Bis Anfang Dezember hat Temu nun Zeit nachzuschärfen. Sollte das nicht geschehen, muss die Plattform mit hohen Geldbußen rechnen. Gegenüber der DW bekräftigt Temu: "Wir werden bei dieser Untersuchung in vollem Umfang kooperieren." Man glaube, dass die Untersuchung letztlich "den Verbrauchern, den Händlern und der Plattform auf lange Sicht zugutekommen wird", so ein Temu-Unternehmenssprecher.

Erfolg durch Steuertricks?

Doch Kritiker sehen noch ein großes Problem an einer ganz anderen Stelle. Waren unter 150 Euro können zollfrei in die EU eingeführt werden. Der Steuerexperte Roger Gothmann geht davon aus, dass das Geschäftsmodell des Marktplatzes auch auf dieser sogenannten Zollfreigrenze basiert: "Ein Großteil der Warenkörbe auf Temu bleibt unter 150 Euro." Ohne die Zollgrenze könnte Temu gar nicht so günstige Preise anbieten.
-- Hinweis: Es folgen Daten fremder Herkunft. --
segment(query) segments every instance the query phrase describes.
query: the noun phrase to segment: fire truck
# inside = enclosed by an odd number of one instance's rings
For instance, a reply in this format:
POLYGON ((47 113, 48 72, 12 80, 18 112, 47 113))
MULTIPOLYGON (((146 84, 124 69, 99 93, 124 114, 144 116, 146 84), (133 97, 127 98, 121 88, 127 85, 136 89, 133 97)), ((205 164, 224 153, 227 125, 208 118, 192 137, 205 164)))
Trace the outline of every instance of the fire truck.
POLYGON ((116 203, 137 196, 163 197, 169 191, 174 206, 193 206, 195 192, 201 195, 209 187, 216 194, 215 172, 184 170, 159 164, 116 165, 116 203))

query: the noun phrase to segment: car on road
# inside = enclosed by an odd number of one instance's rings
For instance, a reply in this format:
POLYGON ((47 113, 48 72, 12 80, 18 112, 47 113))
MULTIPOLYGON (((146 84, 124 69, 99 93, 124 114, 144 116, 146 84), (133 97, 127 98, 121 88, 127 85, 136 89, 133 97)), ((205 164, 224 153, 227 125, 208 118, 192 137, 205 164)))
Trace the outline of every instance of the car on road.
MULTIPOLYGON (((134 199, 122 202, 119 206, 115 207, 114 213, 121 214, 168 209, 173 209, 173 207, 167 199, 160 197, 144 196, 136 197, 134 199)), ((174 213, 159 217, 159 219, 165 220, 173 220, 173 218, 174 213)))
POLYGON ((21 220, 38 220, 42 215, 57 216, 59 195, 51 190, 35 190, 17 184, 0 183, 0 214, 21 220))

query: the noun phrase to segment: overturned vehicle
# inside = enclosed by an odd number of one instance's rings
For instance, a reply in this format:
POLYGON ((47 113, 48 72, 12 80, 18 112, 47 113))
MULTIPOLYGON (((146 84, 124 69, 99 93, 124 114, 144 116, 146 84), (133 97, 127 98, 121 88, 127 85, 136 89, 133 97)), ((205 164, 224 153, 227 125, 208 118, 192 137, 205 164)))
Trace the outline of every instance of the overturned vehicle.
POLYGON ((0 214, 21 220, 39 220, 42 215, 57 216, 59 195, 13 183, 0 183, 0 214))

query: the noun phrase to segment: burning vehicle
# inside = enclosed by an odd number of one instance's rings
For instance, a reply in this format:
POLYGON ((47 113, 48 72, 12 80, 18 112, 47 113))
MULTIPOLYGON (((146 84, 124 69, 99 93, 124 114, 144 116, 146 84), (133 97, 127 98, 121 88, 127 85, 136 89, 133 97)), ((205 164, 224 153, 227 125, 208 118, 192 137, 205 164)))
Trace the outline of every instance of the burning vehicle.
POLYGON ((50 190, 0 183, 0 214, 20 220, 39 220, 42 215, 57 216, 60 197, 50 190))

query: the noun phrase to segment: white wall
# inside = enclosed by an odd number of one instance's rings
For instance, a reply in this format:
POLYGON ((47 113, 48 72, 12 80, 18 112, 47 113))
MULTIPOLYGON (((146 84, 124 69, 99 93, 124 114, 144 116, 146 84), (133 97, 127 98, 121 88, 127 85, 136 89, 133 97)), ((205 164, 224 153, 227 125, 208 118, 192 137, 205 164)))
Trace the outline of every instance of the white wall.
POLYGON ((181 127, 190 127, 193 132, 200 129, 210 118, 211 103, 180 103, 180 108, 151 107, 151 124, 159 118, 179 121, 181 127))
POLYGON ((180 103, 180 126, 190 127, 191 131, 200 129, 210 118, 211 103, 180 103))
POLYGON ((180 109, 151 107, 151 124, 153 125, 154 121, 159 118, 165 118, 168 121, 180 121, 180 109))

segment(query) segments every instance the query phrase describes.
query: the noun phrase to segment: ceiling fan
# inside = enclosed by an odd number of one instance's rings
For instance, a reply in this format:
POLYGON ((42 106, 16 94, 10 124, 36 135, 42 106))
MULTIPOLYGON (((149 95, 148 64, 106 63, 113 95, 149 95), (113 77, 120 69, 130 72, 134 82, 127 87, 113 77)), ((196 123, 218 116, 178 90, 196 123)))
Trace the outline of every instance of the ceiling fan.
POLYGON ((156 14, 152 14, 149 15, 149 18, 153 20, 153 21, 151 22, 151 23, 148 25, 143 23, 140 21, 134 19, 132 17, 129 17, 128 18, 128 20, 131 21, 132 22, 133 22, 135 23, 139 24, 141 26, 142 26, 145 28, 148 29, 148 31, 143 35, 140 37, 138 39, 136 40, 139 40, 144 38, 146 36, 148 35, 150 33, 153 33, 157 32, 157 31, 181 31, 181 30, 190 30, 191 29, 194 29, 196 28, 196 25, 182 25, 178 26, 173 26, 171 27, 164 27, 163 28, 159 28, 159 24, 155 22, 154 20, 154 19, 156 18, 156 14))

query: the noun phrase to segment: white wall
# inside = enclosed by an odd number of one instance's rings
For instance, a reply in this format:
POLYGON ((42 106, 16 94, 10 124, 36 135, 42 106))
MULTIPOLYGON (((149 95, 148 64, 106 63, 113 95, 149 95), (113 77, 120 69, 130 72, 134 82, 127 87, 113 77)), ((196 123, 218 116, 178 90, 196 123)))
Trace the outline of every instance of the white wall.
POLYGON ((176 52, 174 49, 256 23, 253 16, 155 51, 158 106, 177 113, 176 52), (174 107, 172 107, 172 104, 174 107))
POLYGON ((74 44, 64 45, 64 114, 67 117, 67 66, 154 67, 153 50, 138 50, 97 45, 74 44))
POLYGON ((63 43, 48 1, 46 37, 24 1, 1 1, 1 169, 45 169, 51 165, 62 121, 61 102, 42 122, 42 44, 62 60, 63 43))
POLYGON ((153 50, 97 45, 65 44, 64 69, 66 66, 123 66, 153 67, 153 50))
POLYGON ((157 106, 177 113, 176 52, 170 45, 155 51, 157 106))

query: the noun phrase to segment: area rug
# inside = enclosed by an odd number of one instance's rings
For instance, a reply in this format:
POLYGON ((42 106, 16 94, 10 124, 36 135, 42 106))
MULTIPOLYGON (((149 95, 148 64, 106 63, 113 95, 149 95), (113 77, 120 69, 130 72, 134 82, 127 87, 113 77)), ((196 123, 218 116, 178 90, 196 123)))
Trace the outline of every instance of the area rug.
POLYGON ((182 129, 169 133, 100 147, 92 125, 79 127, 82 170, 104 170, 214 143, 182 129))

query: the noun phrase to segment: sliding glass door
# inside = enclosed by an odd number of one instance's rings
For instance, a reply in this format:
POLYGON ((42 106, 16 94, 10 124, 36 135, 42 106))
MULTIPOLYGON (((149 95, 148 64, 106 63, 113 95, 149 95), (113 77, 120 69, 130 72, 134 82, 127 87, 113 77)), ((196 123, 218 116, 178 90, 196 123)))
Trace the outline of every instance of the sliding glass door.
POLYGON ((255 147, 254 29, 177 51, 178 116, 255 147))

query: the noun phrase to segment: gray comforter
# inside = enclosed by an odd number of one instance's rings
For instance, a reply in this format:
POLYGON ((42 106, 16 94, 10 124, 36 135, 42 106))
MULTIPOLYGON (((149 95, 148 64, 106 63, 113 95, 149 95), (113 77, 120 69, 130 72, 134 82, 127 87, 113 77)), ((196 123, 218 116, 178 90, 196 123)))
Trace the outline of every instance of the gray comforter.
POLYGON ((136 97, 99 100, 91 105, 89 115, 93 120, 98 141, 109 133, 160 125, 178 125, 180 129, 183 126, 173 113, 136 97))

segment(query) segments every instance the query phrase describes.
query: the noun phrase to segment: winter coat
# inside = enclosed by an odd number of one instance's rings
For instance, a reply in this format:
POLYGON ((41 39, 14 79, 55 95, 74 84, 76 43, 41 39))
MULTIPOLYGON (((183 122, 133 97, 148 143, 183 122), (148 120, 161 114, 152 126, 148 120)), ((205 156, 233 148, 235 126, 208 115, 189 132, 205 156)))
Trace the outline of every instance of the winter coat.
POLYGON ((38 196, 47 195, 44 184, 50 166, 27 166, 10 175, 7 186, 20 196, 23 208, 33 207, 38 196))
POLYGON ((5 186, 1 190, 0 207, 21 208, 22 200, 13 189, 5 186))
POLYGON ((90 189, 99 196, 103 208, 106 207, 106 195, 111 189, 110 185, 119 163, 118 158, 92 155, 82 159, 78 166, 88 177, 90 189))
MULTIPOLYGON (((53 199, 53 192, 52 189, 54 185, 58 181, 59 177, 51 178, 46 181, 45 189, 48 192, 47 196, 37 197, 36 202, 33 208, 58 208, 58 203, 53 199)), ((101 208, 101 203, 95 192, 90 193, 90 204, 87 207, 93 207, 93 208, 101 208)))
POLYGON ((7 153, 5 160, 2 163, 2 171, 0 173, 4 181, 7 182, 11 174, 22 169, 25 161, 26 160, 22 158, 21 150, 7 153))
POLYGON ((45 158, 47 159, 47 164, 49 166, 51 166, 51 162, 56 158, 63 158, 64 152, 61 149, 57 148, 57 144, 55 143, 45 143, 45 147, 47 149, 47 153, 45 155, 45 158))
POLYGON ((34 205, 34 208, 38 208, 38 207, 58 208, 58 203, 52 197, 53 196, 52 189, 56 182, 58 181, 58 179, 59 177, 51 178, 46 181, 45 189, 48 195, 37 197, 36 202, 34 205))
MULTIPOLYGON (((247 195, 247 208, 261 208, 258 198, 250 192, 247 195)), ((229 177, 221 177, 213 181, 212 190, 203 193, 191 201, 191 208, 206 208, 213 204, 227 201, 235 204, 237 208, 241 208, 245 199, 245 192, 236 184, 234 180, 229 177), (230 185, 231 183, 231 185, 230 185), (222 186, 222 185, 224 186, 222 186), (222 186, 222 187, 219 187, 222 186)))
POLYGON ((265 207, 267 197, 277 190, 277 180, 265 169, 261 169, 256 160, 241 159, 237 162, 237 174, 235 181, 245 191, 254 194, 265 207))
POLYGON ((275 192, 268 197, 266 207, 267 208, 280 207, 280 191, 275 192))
Das könnte auch das Wachstum von Temu bremsen, so Gothmann. Der Steuerexperte ist Geschäftsführer von Taxdoo, einem Abwicklungssystem für E-Commerce. Er geht davon aus, dass Temu sogar gezielt Warenkörbe aufteilt "um auch bei größeren Bestellungen unter der Zollfreigrenze zu bleiben." Stichproben des Zolls würden diese Vorgehensweise bestätigen.

Trotz der Zollfreigrenze fällt eine sogenannte Einfuhrumsatzsteuer an. Temu ist in Irland registriert. Die Plattform muss dort die anfallenden Umsatzsteuern anmelden und bezahlen. Irland verteilt sie dann theoretisch an die EU-Staaten weiter. Zum Beispiel nach Deutschland.

Datenhub in der EU?

Doch ein Datenaustausch ist aufwendig und findet kaum statt, kritisiert Roger Gothmann. Er plädiert deshalb für eine effektivere Kontrolle von Marktplätzen wie Temu und die Anwendung bereits existierender Gesetze. Auch die gezielte Aufrüstung der Behörden mit modernen Analysetools könnte weiterhelfen.

Temu hingegen widerspricht solchen Darstellungen: "Das Wachstum hängt nicht von der Zollfreiheit ab", heißt es. Auch würden keine Pakete aufgeteilt, um Zollkontrollen zu umgehen.

Der EU-Kommission ist die Zollfreiheit schon länger ein Dorn im Auge. Sie schlägt vor, die Zollfreigrenze bis 2028 abzuschaffen und einen EU-Datenhub zu errichten, um alle relevanten Zolldaten zusammenzuführen.

Der Druck auf den Marktplatz nimmt also auf allen Ebenen zu. Der E-Commerce-Experte Alexander Graf geht aber nicht davon aus, dass der Siegeszug von Temu noch aufzuhalten ist. Er verweist auf den Erfolg der Muttergesellschaft Pinduoduo. Die habe "innerhalb von fünf Jahren den bestehenden Plattformen in Asien den Schneid abgekauft." So oder so müsse man sich auf das neue Geschäftsmodell von Temu einstellen. Die Anzahl an Päckchen aus China wird also wohl kaum abnehmen.